All of lore.kernel.org
 help / color / mirror / Atom feed
* paged granttable entries
@ 2010-08-26 12:13 Olaf Hering
  2010-08-26 14:50 ` Olaf Hering
  0 siblings, 1 reply; 4+ messages in thread
From: Olaf Hering @ 2010-08-26 12:13 UTC (permalink / raw)
  To: Patrick Colp; +Cc: xen-devel


Patrick,

after adding some debug to __gnttab_map_grant_ref(), I found the gfn
referenced by sha1->frame has p2m_type_t == p2m_ram_paged. As a result,
the following code gets into the 'iomem_access_permitted(rd, frame, frame)' branch.

Some naive approach to call p2m_mem_paging_populate() and return
GNTST_eagain lead to a deadlock in the guest. The guest reponds to keypresses,
xm destroy does not work.


How are paged out granttable entries supposed to come back when the
guest did not do the GNTTABOP_map_grant_ref hypercall yet?

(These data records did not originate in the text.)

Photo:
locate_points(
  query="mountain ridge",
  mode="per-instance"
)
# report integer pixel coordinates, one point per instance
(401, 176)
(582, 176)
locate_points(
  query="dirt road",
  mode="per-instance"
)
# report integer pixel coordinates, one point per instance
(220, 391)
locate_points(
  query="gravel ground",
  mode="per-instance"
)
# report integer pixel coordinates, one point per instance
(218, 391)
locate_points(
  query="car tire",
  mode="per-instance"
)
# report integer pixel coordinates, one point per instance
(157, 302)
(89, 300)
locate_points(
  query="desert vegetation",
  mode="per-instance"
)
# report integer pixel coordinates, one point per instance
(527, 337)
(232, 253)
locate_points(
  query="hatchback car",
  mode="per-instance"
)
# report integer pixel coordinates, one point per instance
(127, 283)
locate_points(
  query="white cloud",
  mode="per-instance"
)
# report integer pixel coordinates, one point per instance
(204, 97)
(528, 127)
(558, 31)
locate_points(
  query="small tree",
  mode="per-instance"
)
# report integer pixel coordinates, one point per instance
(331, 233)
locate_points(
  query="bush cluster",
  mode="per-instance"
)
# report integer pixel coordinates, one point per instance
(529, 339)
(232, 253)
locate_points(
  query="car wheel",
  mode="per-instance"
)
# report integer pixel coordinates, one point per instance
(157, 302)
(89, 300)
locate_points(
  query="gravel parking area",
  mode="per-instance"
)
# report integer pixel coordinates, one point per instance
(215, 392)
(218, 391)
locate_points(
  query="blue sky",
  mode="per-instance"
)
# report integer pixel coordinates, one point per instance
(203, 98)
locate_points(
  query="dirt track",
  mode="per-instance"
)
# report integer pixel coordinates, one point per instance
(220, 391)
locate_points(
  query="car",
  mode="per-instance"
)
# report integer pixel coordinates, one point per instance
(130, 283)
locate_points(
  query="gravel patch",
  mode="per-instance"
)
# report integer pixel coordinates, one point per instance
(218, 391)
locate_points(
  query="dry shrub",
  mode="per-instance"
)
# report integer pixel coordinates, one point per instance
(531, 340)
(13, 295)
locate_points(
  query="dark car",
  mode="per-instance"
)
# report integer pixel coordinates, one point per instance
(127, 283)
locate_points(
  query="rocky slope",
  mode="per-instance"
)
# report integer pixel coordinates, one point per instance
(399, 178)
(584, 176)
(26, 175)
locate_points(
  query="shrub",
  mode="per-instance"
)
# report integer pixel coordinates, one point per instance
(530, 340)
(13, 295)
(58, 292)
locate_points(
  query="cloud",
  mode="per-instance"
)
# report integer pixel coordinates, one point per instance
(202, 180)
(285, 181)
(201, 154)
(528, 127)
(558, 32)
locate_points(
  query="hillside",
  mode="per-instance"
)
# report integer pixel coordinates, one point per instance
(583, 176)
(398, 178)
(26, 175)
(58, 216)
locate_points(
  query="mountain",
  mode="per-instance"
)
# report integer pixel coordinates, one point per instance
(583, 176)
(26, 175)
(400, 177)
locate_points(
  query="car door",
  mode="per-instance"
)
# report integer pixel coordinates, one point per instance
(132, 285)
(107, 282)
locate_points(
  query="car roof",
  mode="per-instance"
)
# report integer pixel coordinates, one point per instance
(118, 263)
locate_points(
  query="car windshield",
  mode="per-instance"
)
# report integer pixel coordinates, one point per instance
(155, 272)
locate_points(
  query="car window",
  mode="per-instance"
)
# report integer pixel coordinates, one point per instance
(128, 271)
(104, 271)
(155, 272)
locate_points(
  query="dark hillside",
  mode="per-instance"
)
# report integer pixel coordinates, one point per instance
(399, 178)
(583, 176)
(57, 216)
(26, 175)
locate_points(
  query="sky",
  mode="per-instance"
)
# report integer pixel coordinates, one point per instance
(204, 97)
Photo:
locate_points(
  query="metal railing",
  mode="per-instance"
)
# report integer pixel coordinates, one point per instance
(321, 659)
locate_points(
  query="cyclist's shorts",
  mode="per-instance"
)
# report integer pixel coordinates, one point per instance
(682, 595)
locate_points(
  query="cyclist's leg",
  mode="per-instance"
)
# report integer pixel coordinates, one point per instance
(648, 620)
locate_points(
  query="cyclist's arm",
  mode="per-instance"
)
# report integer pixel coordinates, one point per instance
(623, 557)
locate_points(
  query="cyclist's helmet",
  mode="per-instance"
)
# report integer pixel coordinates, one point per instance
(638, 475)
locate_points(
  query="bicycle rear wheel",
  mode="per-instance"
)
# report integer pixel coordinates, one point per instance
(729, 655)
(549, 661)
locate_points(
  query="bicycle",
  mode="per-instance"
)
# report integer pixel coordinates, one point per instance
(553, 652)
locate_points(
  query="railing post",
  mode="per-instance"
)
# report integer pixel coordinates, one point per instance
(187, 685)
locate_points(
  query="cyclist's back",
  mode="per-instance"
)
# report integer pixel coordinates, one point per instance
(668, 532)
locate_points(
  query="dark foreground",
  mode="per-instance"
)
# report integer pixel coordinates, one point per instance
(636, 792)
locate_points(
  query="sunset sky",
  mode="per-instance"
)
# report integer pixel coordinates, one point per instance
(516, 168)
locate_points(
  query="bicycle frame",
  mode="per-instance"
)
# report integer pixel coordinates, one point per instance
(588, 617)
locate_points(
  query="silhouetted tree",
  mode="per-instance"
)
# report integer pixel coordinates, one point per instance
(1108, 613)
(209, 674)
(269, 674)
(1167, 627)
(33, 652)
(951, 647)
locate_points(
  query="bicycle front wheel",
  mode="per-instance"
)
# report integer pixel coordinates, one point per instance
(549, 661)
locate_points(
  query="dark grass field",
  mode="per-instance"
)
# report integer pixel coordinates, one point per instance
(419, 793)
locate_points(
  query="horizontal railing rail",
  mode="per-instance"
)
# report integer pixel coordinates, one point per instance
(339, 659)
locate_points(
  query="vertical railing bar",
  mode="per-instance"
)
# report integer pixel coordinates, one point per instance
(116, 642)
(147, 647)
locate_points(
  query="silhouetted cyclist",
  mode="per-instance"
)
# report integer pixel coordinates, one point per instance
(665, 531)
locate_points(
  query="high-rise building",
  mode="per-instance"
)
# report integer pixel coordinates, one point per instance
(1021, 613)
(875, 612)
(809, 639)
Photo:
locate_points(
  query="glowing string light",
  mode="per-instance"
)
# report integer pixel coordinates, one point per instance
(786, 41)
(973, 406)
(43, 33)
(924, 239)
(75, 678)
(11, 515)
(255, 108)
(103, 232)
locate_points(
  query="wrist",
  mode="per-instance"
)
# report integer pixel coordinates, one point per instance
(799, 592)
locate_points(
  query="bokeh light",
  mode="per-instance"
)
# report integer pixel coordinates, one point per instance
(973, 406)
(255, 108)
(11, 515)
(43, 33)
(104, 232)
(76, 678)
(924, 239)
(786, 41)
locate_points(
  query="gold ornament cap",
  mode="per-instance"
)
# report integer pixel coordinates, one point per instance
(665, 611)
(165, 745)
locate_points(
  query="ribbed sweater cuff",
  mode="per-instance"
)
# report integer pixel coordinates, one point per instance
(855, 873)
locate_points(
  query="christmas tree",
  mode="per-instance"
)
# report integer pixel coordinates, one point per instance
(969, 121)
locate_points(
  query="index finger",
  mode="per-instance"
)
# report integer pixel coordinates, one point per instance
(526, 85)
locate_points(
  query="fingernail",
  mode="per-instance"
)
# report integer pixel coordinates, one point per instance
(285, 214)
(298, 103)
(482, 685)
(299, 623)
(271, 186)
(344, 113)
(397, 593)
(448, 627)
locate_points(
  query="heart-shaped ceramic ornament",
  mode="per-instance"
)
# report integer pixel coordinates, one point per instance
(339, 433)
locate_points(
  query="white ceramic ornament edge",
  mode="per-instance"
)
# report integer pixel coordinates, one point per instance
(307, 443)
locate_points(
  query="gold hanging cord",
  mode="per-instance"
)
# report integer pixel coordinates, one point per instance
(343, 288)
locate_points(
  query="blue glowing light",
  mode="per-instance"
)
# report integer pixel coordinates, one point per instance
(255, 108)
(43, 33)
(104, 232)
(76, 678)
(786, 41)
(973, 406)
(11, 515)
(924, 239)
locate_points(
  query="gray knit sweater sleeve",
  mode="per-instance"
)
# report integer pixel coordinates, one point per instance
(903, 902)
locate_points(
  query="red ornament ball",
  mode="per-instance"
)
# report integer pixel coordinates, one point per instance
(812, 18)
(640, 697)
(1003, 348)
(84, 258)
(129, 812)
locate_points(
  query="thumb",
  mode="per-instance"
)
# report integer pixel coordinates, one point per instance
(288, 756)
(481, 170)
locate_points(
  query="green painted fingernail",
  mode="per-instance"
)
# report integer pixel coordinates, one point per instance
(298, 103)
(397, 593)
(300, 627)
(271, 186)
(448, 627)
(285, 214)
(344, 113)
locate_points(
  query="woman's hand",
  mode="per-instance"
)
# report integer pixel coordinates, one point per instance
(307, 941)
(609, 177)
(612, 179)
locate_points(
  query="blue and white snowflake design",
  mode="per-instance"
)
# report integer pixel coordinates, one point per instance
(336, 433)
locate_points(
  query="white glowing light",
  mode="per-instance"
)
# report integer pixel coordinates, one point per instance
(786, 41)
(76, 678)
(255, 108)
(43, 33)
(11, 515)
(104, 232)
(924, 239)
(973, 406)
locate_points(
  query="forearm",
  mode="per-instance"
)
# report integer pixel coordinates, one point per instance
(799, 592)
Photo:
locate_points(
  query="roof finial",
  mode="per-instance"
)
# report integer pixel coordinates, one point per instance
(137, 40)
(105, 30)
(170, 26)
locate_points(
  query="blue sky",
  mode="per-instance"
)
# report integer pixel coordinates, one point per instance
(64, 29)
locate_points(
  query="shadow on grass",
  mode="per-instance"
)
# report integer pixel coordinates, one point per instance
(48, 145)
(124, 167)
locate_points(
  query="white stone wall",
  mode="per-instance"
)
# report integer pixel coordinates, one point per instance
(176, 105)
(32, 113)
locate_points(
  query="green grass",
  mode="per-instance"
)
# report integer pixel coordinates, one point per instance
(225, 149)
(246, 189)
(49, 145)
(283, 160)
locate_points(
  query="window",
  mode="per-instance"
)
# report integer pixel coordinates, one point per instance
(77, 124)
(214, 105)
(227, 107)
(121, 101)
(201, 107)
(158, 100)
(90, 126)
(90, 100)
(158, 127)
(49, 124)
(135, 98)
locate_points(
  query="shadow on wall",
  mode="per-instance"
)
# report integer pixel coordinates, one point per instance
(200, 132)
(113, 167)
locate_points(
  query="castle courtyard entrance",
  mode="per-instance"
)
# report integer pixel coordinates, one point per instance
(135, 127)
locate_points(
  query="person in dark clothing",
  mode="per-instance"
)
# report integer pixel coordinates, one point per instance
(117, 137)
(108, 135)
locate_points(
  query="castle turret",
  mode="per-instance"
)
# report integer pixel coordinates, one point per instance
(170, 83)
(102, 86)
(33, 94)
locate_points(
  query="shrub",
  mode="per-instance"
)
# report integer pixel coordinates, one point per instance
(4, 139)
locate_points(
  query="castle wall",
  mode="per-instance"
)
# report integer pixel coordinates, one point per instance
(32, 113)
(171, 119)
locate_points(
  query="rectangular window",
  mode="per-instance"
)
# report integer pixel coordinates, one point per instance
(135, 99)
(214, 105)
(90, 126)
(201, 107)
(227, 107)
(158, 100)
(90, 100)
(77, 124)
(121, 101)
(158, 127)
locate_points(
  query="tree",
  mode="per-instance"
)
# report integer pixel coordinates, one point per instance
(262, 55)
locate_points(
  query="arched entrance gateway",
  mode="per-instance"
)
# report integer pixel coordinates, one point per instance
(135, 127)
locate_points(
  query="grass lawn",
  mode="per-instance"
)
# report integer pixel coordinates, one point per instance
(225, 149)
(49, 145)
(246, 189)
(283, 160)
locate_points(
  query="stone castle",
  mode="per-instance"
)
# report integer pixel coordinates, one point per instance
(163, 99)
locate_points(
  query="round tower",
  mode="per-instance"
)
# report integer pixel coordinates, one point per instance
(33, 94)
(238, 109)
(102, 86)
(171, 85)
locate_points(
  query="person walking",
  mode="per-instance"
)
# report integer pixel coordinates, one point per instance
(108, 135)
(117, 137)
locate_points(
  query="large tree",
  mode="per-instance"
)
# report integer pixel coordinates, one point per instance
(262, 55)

I tried to
skip gfn listed in the guests granttable in p2m_mem_paging_nominate, but
that doesnt appear to work because new pages can be added to the
granttable at anytime by the drivers.


Olaf

^ permalink raw reply	[flat|nested] 4+ messages in thread

* Re: paged granttable entries
  2010-08-26 12:13 paged granttable entries Olaf Hering
@ 2010-08-26 14:50 ` Olaf Hering
  2010-08-26 18:17   ` Patrick Colp
  0 siblings, 1 reply; 4+ messages in thread
From: Olaf Hering @ 2010-08-26 14:50 UTC (permalink / raw)
  To: Patrick Colp; +Cc: xen-devel


Patrick,

while looking for other usage of p2m_mem_paging_populate(), I found two
calls in __gnttab_copy(). They set the error gnttab_copy_t->status to
-ENOENT.
Should this better be something from the GNTST_* namespace? I did not
see a check for -ENOENT "on the other side".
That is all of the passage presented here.